Я отодвинула тарелку еще дальше в сторону.
— Ты сдурела? — прошипела я. — Он же испачкает свой новый деловой костюм крошками.
— Ты выглядишь потрясающе, — встряла в разговор Катинка. — Как Кевин Кёстнер. Не так ли, Эби? Штефан выглядит как Кевин Кёстнер.
— Как Брэд Питт, — сказала Петра. — Он выглядит как Брэд Питт.
— Лучше, — проронила я. — Лучше.
Штефан польщенно заулыбался.
— Пожелайте мне удачи.
— Много удачи, — сказала я.
— Много удачи, братик, — гордо сказала Катинка.
— Смотри, не задень животом о прилавок, — угрюмо обратился к жене Эберхард, очевидно, вне себя от зависти.
— Маленький коржик на удачу? — спросила Эвелин.

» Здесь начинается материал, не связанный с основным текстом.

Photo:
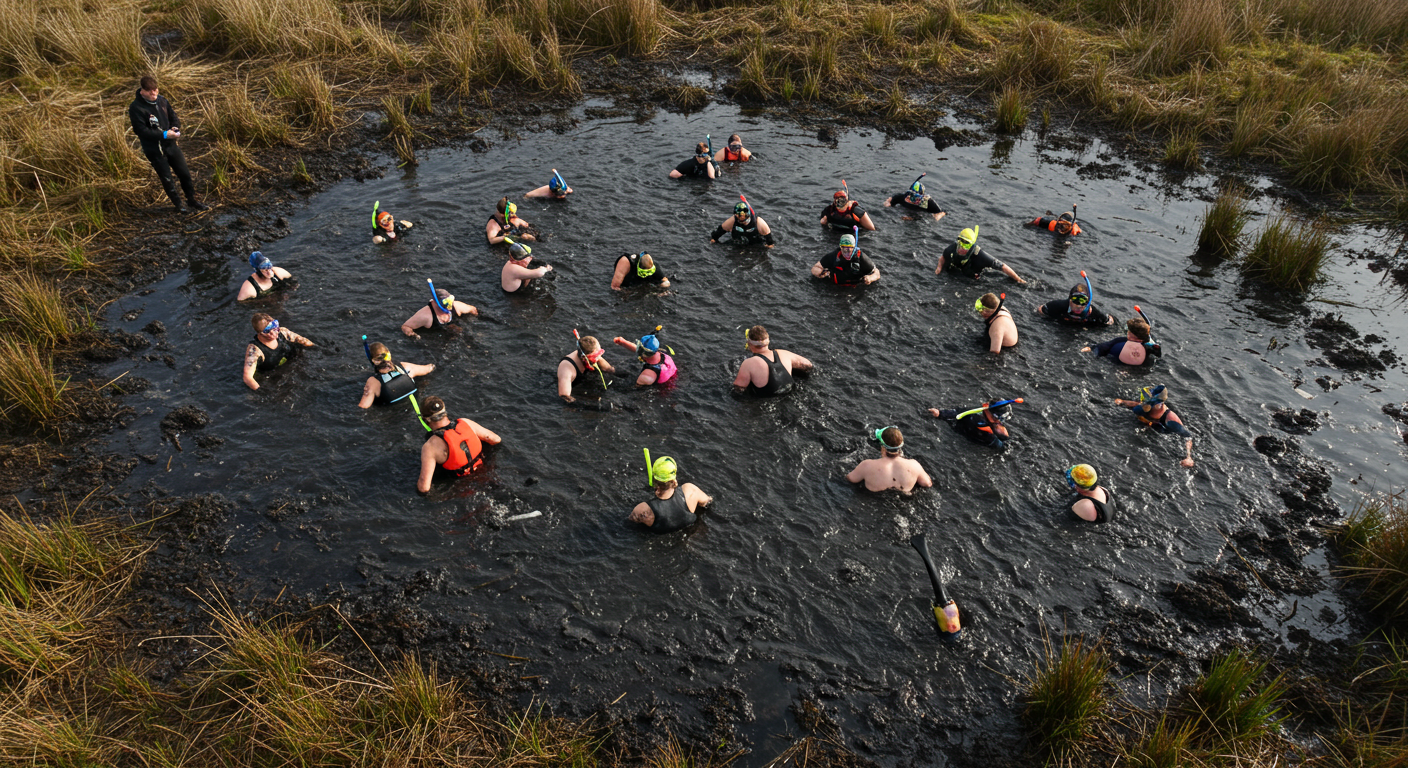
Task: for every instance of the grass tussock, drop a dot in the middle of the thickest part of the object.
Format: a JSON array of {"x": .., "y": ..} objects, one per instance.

Я в очередной раз отодвинула тарелку прочь. Достаточно того, что Петра уже наглоталась наркоты.
— Ты действительно хочешь, чтобы он получил эту работу? — спросила Эвелин, когда Штефан и Фриц скрылись за дверью, а Эберхард, Катинка и дети направились вслед за господином Кабульке в питомник выбирать саженцы.
— Почему бы нет?
— Чикаго очень далеко, — сказала Эвелин.
— Чем дальше, тем лучше, — заметила я.
— Понимаю, — согласилась Эвелин и серьезно посмотрела на меня.
— Тогда ты первая, — произнесла я. — Штефан до сих пор считает, что мы остаемся семейной парой.
— Да, мужчины часто бывают тугодумами.
— Я уже съела коржиков на две сотни евро, — вдруг прохихикала Петра. — Это самые дорогие рождественские коврижки в моей жизни.
— Тогда можешь взять с собой, — разрешила Эвелин.
Петра снова хихикнула.
— Значит, теперь он так или иначе станет менеджером в Чикаго, наш господин Гертнер?
— Это мы еще посмотрим, — вставила Эвелин.
— Мой муж тоже зарабатывает деньги, — сказала Петра.
— Так это же прекрасно, — одобрила я.
— Да, но деньги портят характер, — сказала Петра. — Спустя какое-то время парни вбивают себе в голову, что они очень хорошие.
— Что?
— Ну, вот мой муж, например, — проговорила Петра. — Он думает, что он лучше, как я.
— Чем, — поправила ее Эвелин.
— Чем как я, — «поправилась» Петра. — Точно. Он думает, что я где-то несимпатична. При этом у него у самого лысина и пузо. Итак, кто же из нас двоих несимпатичен, он или я?
— Даже сомневаться не приходится, — произнесла я.
Похоже, Петре посчастливилось услышать от своего мужа то же, что и мне от Штефана. С той лишь разницей, что у Штефана не было ни пуза, ни лысины.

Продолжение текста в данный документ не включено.